“Now He Revels In TV Role”

Edmonton Journal – Oct. 8, 1966

By: Harold Heffernan

HOLLYWOOD (NANA) – It wasn’t too many years ago, as television history goes, that Danny Kaye was telling anyone who bothered to ask that he would never do television on a regular series basis.

Hated the thing. Wanted no part of it!

This week the same Danny Kaye aired his 100th show here in these early weeks of his fourth consecutive year on CBS with a weekly hour-long program.

Today, Kaye will tell anyone who bothers to ask that he finds television “the most rewarding, stimulating work I have ever done.”

ABOUT-TURN

So what happened to bring about this 180-degree change in attitude?

“Simple,” according to one of Danny’s closest associates, who has made something of a study of the complex Kaye personality. “In almost everything Danny does, he is like a man who gingerly puts his big toe in the water, insists that it is too cold and doesn’t want to go in. When he finally does go in – or, as sometimes happens – gets gently pushed in – he finds it’s the greatest thing that ever happened.

“Danny is not a man who likes change simply for the sake of change. On the other hand, he’s a man who likes patterns. To get him out of one pattern and into a new one is a job that calls for patience and diplomacy. But once he gets into the new pattern, he revels in it, shapes it to his own needs and, nine times out of ten, makes a smashing success of it.

“Eventually, of course, it becomes a tried and true pattern and the job of getting him out of it and into a new one begins all over again.”

Back in November of 1959, for example, Kaye almost walked out of his very first ground-school flying class.

“They were talking a language I knew nothing about,” he recalls, “using words I had never heard of—vectors, back azimuths, co-ordinates.
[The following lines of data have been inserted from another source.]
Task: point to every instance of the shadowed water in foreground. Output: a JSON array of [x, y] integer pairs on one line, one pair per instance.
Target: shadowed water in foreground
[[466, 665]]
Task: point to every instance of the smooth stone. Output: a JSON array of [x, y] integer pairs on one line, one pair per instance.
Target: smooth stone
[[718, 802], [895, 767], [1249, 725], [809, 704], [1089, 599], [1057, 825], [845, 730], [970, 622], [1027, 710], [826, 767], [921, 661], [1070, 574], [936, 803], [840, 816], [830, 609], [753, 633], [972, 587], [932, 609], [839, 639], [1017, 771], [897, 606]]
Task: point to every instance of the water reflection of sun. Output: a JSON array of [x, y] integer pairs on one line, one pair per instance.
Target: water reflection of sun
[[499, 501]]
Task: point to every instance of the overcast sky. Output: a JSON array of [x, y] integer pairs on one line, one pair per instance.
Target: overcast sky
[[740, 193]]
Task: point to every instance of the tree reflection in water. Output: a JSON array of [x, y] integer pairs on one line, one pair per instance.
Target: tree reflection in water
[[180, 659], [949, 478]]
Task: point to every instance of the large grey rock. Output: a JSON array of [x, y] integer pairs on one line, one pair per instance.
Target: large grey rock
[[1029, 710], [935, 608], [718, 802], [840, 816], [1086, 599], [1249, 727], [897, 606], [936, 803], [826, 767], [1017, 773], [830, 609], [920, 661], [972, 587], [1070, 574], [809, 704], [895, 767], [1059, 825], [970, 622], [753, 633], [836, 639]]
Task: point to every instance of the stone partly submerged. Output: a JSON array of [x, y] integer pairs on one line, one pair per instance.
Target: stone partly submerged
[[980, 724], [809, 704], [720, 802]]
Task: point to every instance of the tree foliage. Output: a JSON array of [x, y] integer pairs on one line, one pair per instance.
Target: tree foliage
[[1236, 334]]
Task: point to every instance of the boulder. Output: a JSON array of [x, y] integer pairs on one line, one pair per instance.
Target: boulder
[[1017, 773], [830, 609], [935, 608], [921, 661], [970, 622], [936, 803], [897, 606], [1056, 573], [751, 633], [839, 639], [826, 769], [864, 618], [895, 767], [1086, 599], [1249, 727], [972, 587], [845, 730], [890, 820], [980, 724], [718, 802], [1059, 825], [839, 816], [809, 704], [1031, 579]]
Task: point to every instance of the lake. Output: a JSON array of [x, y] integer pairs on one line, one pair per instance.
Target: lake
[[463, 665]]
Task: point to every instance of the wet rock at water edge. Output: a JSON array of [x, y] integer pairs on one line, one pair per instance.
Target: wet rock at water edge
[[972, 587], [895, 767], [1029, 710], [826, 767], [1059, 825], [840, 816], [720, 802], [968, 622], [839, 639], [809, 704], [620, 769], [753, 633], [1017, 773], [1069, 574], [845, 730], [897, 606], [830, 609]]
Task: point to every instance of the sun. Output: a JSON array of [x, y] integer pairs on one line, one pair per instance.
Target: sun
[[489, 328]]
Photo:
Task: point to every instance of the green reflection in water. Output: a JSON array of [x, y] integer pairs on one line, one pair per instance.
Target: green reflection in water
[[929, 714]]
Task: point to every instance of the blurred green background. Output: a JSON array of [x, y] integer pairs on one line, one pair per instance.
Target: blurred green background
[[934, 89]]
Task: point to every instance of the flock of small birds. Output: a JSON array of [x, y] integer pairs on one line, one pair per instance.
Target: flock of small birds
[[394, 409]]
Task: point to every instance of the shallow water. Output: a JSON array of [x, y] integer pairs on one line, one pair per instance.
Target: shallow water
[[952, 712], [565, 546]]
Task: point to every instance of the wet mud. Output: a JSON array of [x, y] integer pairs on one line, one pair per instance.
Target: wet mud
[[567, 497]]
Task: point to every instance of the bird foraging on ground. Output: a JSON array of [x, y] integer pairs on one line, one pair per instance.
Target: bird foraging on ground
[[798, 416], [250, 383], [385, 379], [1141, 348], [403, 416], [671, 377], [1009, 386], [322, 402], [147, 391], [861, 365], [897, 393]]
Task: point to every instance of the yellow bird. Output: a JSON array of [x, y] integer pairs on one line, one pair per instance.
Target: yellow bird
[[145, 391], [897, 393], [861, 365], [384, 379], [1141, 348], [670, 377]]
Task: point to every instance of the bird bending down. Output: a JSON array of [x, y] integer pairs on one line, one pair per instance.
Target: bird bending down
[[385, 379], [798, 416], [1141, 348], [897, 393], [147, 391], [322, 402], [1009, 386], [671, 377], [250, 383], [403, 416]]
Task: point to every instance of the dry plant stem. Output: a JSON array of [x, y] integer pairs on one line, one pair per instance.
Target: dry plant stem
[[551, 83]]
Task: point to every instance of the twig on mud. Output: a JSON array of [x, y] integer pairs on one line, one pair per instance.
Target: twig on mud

I was scared to death.”

But there’s a bulldog quality about Kaye that never permits him to let go once he decides to sink his teeth into something. Today he holds every pilot’s ticket it is possible to acquire, including an instrument rating, and he is now, among other aerial credits, a working vice-president (as opposed to the “image” variety) of the Lear Jet Corp.

ACTOR-CHEF

As for another Kaye accomplishment and how he acquired his fame as Hollywood’s greatest actor-chef, there is no evidence to indicate that he was first shoved into a kitchen and told to cook or else before becoming addicted to food-grooming.

Danny himself hints it started out as matter of self-defense and, like all the others, he eventually fell in love with his culinary role.

It’s a toss-up whether he likes flying or cooking best. He’s never been injured by a plane, but he did suffer serious burns while making spaghetti sauce in his kitchen two years ago.

MILESTONE

Back to TV, Kaye says he feels that his first 100 shows have sped by in a matter of weeks. For the milestone 100th, he has lined up Ella Fitzgerald and turned her, along with Buddy Greco, into a singing emcee—a not inconsiderable feat considering that Ella, a basically shy person, likes only to sing her own songs and go home.

Kaye works on four different shows at once and had no idea the 100th was coming up. Neither did anyone else for that matter, until somebody happened to notice the production number on the script itself.

“This is the 100th?” was Kaye’s only comment. “Interesting. What are we doing for the 101st?”